Teagasc advisors are reporting excellent crops of winter barley and wheat around the country.

It has been estimated that the barley harvest will get underway within the next seven to 10 days in the Cork area, with the northeast and northwest following in about a fortnight’s time.

Crops of Joyau will be the first to be harvested; these would have been planted out at the tail end of last September.

Key points that have emerged on analysis of the 2020/21 growing season to date include the significant extremes of weather, in tandem with the quite low disease pressure that have impacted on crops of winter barley and winter wheat.

In addition, the potential for winter crops to produce high tonnages of straw is significant.

Winter crops sown in various locations

Teagasc advisor, Michael McCarthy is confirming that crops in the Cork were not exposed to the very hot, sunny weather that impacted on the rest of the country during the late June / early July period.

He said: “This might have slowed ripening down a small little bit. We started the year and it was atrociously wet. Then it became very cold, then it got dry and then it got very wet again. So really we got a bit of everything, from a weather-related perspective.

“Winter barley has great potential. There are bits of blind grains floating around the place. Early varieties, such as Valerie, might have eared out in May and, as a result, got caught by frost.

“There were Fusarium issues reported with Valerie closer to the coast.

“But for the most part, there is great potential in winter barley. What we lacked in terms of growth earlier in the season, we caught up later in the year as conditions improved,” McCarthy added.

According to Teagasc advisor, winter wheat crops in Cork are looking tremendously positive at the present time.

He commented: “There were some crops that are showing signs of septoria infection on the flag leaf. This is a spray timing-related issue.

“T1s were well timed. However T2 sprays went on a bit late because of the weather conditions. However, the dry weather over the past few weeks has acted to reduce the spread of septoria.

“As a result, the impact of the disease on final yields may be relatively small.”

Winter oats

McCarthy added that winter oats have good potential as well, although they account for a small area of the cereal acreage grown in Cork this year.

While septoria was an issue on wheat crops in the Cork area, yellow rust has been the disease of note in the midlands.

Michael McCarthy indicated that the fast emerging requirement for cereal growers to apply Integrated Pest Management (IPM) techniques, has highlighted the vulnerability of numerous cereal varieties.

“In Cork, it’s now obvious that we will have to call time on a number of varieties because they are so predisposed to septoria problems. And the same principle will hold in the midlands where yellow rust is such a problem,” he explained.

Donegal-based advisor, Martin McCullough, confirmed that winter crops are looking tremendously well in the northwest at the present time.

He said: “Wet weather diseases are normally the greatest challenge posed in this part of the world; but not so in 2021.

“Most crops went into the ground in fairly good conditions last autumn.
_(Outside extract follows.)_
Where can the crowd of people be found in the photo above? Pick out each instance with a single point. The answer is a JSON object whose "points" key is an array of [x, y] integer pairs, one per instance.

They had a hard winter but improved a lot in the spring. We don’t have a huge issue with disease this year.

“Rhyncosporium, for example, was hardly an issue at all in winter barley crops. And where winter wheat is concerned, septoria has not given any great cause for concern,” he added.

“Yellow rust is a disease that we would rarely see in the north west. However, there was a rust-related problem reported with Bennington winter wheat.”

“But overall, crops are looking well; they have tremendous potential, winter oats included,” McCullough continued.

Mineral issues

Manganese and zinc-related issues have traditionally represented an important management challenge for growers in McCullough’s catchment area.

He said: “This year was no different. However, cereal growers are well used to dealing with these issues.

“The next few weeks will tell the real story; it’s all about getting the crops harvested safely.”

Co. Dublin Teagasc advisor Conor O’Callaghan is reporting that winter crops are all looking well in the northeast.

He explained: “There is great potential in crops of winter wheat. We had low levels of septoria throughout the growing season. In contrast, rust provided the greatest challenge for cereal growers this year.

“High levels of rust were noted in susceptible varieties, for example Bennington.

“Quite a lot of winter crops are still quite green. The weather that we have had over recent days may allow septoria to creep back in. We will have to see how this develops over the coming weeks.

“But, overall, wheat crops are looking well. Barley has filled relatively well. Ripening is now underway.

“There will be very little early winter barley cut in the northeast this year. But across the board, winter crops are looking well,” O’Callaghan concluded.